一、前言
Flink 和 ClickHouse 分别是实时计算和 OLAP 领域的翘楚,也是近些年非常火爆的开源框架,很多大厂都在将两者结合使用来构建各种用途的实时平台,效果很好。关于两者的优点就不再赘述,本文来简单介绍笔者团队在点击流实时数仓方面的一点实践经验。
1. 点击流及其维度建模
所谓点击流(click stream),就是指用户访问网站、App 等 Web 前端时在后端留下的轨迹数据,也是流量分析(traffic analysis)和用户行为分析(user behavior analysis)的基础。点击流数据一般以访问日志和埋点日志的形式存储,其特点是量大、维度丰富。以我们一个中等体量的普通电商平台为例,每天产生 200+GB、十亿条左右的原始日志,埋点事件 100+个,涉及 50+个维度。按照 Kimball 的维度建模理论,点击流数仓遵循典型的星形模型,简图如下。
2. 点击流数仓分层设计
点击流实时数仓的分层设计仍然可以借鉴传统数仓的方案,以扁平为上策,尽量减少数据传输中途的延迟。简图如下。
- DIM 层:维度层,MySQL 镜像库,存储所有维度数据。
- ODS 层:贴源层,原始数据由 Flume 直接进入 Kafka 的对应 topic。
- DWD 层:明细层,通过 Flink 将 Kafka 中数据进行必要的 ETL 与实时维度 join 操作,形成规范的明细数据,并写回 Kafka 以便下游与其他业务使用。再通过 Flink 将明细数据分别写入 ClickHouse 和 Hive 打成大宽表,前者作为查询与分析的核心,后者作为备份和数据质量保证(对数、补数等)。

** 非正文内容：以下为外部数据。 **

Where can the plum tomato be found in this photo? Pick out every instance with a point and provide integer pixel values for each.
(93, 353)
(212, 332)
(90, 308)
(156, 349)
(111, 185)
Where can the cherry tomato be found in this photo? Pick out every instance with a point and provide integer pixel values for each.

- DWS 层:服务层,部分指标通过 Flink 实时汇总至 Redis,供大屏类业务使用。更多的指标则通过 ClickHouse 物化视图等机制周期性汇总,形成报表与页面热力图。特别地,部分明细数据也在此层开放,方便高级 BI 人员进行漏斗、留存、用户路径等灵活的 ad-hoc 查询,这些也是 ClickHouse 远超过其他 OLAP 引擎的强大之处。
二、要点与注意事项
1. Flink 实时维度关联
Flink 框架的异步 I/O 机制为用户在流式作业中访问外部存储提供了很大的便利。针对我们的情况,有以下三点需要注意:
- 使用异步 MySQL 客户端,如 Vert.x MySQL Client。
- AsyncFunction 内添加内存缓存(如 Guava Cache、Caffeine 等),并设定合理的缓存驱逐机制,避免频繁请求 MySQL 库。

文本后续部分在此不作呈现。